= Institute for International Assistance and Solidarity =

The Institute for International Assistance and Solidarity (IFIAS) is an international non-governmental organization with headquarters in Brussels, Belgium, working for the promotion of democracy, transparency and human rights.

It was registered under Belgian law as a non-profit organization in 1997, but its roots date from the late 1970s in Germany: There it was found in Bonn by former German chancellor Willy Brandt and Gerd Greune in 1979 to support democratic forces and establish exchange with civil society in the countries of the Warsaw Pact.

After the fall of the Iron Curtain, IFIAS created networks and conducted projects to help the former communist countries in their transition to democracy and pluralism, which provisionally culminated with the admission of ten new members to the European Union on May 1, 2004.

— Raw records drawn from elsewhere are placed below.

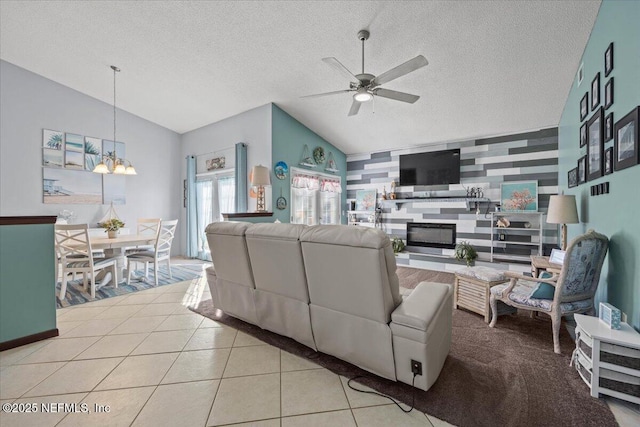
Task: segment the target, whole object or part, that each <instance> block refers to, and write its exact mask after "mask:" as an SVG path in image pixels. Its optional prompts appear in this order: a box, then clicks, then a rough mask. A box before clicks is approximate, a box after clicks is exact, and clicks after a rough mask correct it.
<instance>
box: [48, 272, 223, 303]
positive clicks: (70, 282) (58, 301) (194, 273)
mask: <svg viewBox="0 0 640 427" xmlns="http://www.w3.org/2000/svg"><path fill="white" fill-rule="evenodd" d="M209 265H210V264H182V265H171V275H172V278H169V271H168V270H167V267H166V266H162V267H160V268H159V269H158V286H164V285H170V284H172V283H177V282H183V281H185V280H194V279H200V278H201V277H203V276H204V275H205V269H206V268H207V267H209ZM135 275H136V276H140V277H142V276H144V271H142V270H135ZM76 277H78V279H77V280H70V281H68V282H67V296H66V298H65V299H64V301H61V300H60V298H59V295H60V286H61V285H62V283H61V282H58V284H57V285H56V307H57V308H63V307H69V306H71V305H76V304H84V303H85V302H89V301H97V300H101V299H104V298H110V297H116V296H118V295H124V294H128V293H131V292H137V291H142V290H144V289H150V288H154V287H155V281H154V278H153V269H151V271H150V272H149V279H146V280H142V281H133V280H132V281H131V284H130V285H127V284H126V283H124V282H123V283H120V284H118V287H117V288H115V287H114V286H113V284H112V283H111V282H110V283H108V284H106V285H105V286H103V287H102V288H100V289H98V290H96V297H95V299H92V298H91V294H89V290H88V289H87V291H85V290H84V287H83V286H82V275H80V274H79V275H78V276H76Z"/></svg>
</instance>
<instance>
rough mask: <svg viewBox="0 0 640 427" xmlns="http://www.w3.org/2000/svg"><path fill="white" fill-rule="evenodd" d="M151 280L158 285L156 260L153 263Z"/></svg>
mask: <svg viewBox="0 0 640 427" xmlns="http://www.w3.org/2000/svg"><path fill="white" fill-rule="evenodd" d="M153 280H154V281H155V282H156V286H158V261H156V262H154V263H153Z"/></svg>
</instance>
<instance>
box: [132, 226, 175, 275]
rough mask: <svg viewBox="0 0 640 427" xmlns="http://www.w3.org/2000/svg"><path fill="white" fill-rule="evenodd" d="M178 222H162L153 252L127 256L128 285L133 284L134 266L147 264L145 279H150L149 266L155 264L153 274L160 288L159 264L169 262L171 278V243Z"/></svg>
mask: <svg viewBox="0 0 640 427" xmlns="http://www.w3.org/2000/svg"><path fill="white" fill-rule="evenodd" d="M177 225H178V220H177V219H175V220H171V221H160V227H159V229H158V235H157V237H156V243H155V245H154V246H153V248H152V249H151V250H146V251H141V252H134V253H131V254H128V255H126V256H127V284H129V283H131V273H132V271H133V268H132V264H135V263H139V262H141V263H145V278H146V277H148V274H147V267H146V266H147V265H148V264H150V263H153V274H154V280H155V284H156V286H158V264H159V263H160V262H162V261H166V262H167V269H168V270H169V278H172V276H171V243H172V241H173V237H174V236H175V233H176V227H177Z"/></svg>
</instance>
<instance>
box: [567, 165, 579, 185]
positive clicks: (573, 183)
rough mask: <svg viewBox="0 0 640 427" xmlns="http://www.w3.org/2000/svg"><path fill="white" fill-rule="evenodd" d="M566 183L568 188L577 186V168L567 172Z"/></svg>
mask: <svg viewBox="0 0 640 427" xmlns="http://www.w3.org/2000/svg"><path fill="white" fill-rule="evenodd" d="M567 183H568V185H569V188H573V187H577V186H578V168H577V167H575V168H573V169H571V170H570V171H569V172H567Z"/></svg>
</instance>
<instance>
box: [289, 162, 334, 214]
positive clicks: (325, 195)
mask: <svg viewBox="0 0 640 427" xmlns="http://www.w3.org/2000/svg"><path fill="white" fill-rule="evenodd" d="M341 193H342V187H341V184H340V178H339V177H335V176H329V175H324V174H320V173H309V172H306V171H303V170H299V169H296V168H292V171H291V223H293V224H306V225H316V224H340V197H341V196H340V195H341Z"/></svg>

Besides that, IFIAS was active in the field of humanitarian aid during and following the civil wars in the Balkans. Especially in Germany, IFIAS organized fund-raising and transports of humanitarian aid goods to the conflict region as well as assisting and counseling refugees. In addition to that, IFIAS conducted projects in Chechnya, both for humanitarian aid and democratization (due to the political situation, this work could not be continued). In recent years, the focus of IFIAS' work has also shifted towards media projects and the protection of the freedom of speech in former communist countries.

Besides the headquarters in Brussels, IFIAS has offices in Bonn and Berlin (Germany), and in Belgrade (Serbia & Montenegro).